Allow me to offer a point of reference that comes from outside the tech debates but which can be brought to bear on them. Conservative legal scholars have long criticized a shift of power from Congress to the administrative state, which seeks to bypass legislation and rule by executive fiat through administrative rulings. The appeal of this move is that it saves one the effort of persuading others, that is, the inconvenience of democratic politics.

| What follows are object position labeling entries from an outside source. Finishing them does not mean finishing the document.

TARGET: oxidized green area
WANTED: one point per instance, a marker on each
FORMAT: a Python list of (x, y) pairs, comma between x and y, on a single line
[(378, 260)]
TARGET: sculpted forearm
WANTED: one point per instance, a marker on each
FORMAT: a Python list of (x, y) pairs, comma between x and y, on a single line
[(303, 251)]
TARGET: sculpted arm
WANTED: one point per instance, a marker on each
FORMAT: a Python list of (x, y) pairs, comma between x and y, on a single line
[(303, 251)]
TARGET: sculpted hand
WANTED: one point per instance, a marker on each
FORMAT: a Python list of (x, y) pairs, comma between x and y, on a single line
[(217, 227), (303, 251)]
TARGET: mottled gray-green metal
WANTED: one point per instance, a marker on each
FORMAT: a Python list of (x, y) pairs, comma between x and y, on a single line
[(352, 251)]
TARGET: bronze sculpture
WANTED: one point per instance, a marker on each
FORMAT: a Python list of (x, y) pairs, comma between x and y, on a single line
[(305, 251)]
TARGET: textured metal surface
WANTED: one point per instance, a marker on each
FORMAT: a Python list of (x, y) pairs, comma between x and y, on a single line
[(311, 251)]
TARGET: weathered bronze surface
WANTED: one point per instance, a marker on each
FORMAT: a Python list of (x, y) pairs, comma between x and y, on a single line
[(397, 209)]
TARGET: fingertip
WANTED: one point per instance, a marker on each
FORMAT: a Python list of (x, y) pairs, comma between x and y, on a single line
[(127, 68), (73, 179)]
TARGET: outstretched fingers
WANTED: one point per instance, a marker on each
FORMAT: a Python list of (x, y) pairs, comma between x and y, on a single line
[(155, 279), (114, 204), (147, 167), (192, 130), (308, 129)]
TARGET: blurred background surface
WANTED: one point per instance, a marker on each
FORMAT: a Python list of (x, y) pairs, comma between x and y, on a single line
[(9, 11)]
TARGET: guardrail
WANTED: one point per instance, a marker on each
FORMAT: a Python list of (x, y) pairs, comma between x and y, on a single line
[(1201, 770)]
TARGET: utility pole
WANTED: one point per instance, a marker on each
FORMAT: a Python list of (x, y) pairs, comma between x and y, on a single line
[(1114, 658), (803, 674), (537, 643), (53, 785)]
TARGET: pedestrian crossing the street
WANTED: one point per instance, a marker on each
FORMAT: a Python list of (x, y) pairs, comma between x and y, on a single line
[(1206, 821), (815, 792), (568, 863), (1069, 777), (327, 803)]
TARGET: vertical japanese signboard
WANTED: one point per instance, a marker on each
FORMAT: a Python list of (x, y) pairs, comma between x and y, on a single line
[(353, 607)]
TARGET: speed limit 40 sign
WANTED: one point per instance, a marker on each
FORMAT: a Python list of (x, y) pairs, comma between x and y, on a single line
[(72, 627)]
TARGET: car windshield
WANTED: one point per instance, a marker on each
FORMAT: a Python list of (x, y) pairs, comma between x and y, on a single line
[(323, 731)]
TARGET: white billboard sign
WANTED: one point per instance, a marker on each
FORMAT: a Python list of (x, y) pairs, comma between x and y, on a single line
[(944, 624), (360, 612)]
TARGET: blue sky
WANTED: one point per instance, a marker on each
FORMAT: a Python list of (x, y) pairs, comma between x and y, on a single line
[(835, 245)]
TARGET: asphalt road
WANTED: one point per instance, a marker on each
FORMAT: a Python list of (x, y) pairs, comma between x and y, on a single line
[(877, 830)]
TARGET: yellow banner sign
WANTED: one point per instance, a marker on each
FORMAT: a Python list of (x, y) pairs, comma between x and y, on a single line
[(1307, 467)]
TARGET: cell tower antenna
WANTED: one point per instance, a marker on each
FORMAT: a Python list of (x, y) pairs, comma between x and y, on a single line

All of the arguments that conservatives make about the administrative state apply as well to this new thing—call it algorithmic governance—that operates in the private sector. It too is a form of power that is not required to give an account of itself and is therefore insulated from democratic pressures. Algorithmic governance predates the mass commercial adoption of AI that is now underway (and has been since the launch of ChatGPT), but the same basic issues are in play. As AI gets woven into every domain of life, the erosion of republican principles will only accelerate.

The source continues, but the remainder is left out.